This Wednesday, the Career Center will be holding its semi-annual Career Fair in the May Room. Every semester, employers in both the private and public sector come to our school to peddle jobs and internships to undergraduate students. As you go from table to table talking to companies about the opportunities for college students, you will consistently find that many of the highest paying jobs are for engineering students.

If you look even closer, you find that the majority of engineering jobs available at the career fair are with companies in the defense industry, or what President Dwight D. Eisenhower dubbed the “military industrial complex.” This refers to the combined interests of the U.S. Armed Forces, political interests and corporations who promote, develop and build weapons technology.

President Eisenhower warned against this military industrial complex in his 1961 farewell address – “In the councils of government, we must guard against the acquisition of unwarranted influence, whether sought or unsought, by the military-industrial complex. The potential for the disastrous rise of misplaced power exists and will persist.”

This semester, major players in this complex, including Northrop Grumman, Picatinny Arsenal and ITT Space Systems will be recruiting at the career fair.

The third largest defense contractor in the country, Northrop Grumman, received over $22 billion dollars in revenue in the 2004 fiscal year. In return, Grumman helped to equip the U.S. Armed Forces with the most advanced military technology in the world, including the B-2 stealth bomber – at $2 billion per plane – the F-14 fighter, the unmanned Global Hawk and amphibious assault ships.

Weapons such as the B-2 and the amphibious assault ships were critical in the “active combat” stage of the war in Iraq – before the mission was “accomplished” – when the U.S. Armed Forces launched 50,000 bombs and missiles.

In addition to winning lucrative defense contracts, Northrop Grumman has been implicated in numerous corporate scandals. In 2003, they paid a $111.2 million settlement because a subsidiary, TRW, overcharged the government throughout the 1990’s for space systems.

Another subsidiary, Vinnell Corporation, recently received criticism for their failed training of the Iraqi National Army, for which they received $48 million. They did such an awful job that the Jordanian Army has since taken over the training.

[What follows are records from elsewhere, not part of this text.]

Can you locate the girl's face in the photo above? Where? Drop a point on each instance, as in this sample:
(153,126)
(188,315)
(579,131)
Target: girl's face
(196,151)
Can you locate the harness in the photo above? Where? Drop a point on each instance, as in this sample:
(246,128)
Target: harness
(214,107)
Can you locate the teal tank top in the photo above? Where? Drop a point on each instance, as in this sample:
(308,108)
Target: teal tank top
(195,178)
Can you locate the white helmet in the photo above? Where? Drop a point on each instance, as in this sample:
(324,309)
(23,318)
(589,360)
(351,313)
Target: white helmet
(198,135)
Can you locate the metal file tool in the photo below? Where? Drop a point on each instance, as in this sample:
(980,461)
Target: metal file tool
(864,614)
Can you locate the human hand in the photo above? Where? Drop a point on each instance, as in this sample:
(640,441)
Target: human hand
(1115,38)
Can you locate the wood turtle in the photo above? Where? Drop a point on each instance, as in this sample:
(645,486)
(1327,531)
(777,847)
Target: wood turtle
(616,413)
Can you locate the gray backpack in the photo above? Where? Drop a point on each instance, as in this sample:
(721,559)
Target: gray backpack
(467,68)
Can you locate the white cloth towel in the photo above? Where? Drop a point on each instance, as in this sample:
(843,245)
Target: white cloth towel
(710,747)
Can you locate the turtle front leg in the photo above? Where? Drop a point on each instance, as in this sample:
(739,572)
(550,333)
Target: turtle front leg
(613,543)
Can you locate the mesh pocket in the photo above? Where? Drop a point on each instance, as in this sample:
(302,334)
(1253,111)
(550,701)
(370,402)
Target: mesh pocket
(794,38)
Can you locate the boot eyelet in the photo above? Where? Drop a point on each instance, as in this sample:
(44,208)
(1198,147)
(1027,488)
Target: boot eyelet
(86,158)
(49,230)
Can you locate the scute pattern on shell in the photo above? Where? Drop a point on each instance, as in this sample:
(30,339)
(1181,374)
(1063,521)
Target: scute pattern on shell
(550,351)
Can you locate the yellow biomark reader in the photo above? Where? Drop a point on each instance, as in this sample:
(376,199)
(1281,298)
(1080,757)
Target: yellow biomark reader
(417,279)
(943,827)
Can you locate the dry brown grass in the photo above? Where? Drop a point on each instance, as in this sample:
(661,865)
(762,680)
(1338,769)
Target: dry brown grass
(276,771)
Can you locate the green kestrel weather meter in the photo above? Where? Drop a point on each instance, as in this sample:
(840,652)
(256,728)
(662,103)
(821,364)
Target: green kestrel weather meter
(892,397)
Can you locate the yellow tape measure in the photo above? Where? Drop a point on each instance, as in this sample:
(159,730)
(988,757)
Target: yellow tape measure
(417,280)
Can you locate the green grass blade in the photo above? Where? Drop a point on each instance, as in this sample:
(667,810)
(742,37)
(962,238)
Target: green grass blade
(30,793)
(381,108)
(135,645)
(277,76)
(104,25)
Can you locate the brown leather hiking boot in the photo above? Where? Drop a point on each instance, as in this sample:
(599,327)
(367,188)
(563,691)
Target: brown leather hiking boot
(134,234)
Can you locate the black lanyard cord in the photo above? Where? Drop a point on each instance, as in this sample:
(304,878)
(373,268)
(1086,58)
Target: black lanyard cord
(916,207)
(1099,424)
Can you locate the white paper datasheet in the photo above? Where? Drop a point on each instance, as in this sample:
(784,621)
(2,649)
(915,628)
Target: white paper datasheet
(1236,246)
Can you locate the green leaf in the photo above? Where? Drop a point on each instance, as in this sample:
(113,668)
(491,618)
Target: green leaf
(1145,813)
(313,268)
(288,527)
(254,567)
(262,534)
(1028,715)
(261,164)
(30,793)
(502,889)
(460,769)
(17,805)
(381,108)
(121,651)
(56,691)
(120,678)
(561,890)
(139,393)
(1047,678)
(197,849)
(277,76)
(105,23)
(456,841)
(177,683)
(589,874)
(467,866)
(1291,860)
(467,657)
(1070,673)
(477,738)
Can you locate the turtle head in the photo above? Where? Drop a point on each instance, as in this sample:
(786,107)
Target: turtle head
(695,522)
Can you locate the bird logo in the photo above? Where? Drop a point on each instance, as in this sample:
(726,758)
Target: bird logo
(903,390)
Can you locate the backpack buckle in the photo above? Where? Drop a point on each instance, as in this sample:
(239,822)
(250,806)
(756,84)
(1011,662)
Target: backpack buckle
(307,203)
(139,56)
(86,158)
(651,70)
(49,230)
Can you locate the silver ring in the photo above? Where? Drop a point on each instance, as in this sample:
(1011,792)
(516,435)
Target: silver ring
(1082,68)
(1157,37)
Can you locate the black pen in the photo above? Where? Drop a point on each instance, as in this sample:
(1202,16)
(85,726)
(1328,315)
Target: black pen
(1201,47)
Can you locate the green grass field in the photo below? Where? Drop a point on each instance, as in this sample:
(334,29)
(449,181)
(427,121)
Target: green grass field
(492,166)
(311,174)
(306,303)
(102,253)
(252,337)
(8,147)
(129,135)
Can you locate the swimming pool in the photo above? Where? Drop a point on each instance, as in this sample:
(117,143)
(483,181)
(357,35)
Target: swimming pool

However, the icing on the cake would have to be Northrop Grumman’s insiders at the White House. Seven former officials, consultants or shareholders of Northrop Grumman have held senior positions in the Bush White House including Former Deputy Secretary of Defense Paul Wolfowitz, Former Vice-Presidential Chief of Staff I. Lewis Libby, Pentagon Comptroller Dov Zakheim and Sean O’Keefe, Director of NASA.

In 1999, Northrop Grumman was the sixth largest defense contractor, with defense revenue of $5.7 billion. An increase of over $16 billion in annual defense revenues in a seven-year span as well as many connections to the Bush administration may be just a coincidence – or, it might be exactly what President Eisenhower warned us of 45 years ago.

Having researched their material as well as unaffiliated sources, it is apparent that a more honest profile must be available as an alternative to the one offered at the Northrop Grumman career fair table.

So, next week, as you peruse the job opportunities, remember to think critically about where you might work. Many of the companies, including Northrop Grumman, Picatinny Arsenal and ITT Industries Space Systems are a part of the military industrial complex. They are in the business of developing technology for the purpose of killing people and, in this business, they will use any means necessary, whether bribery, donations, or punditry, to acquire and maintain their power.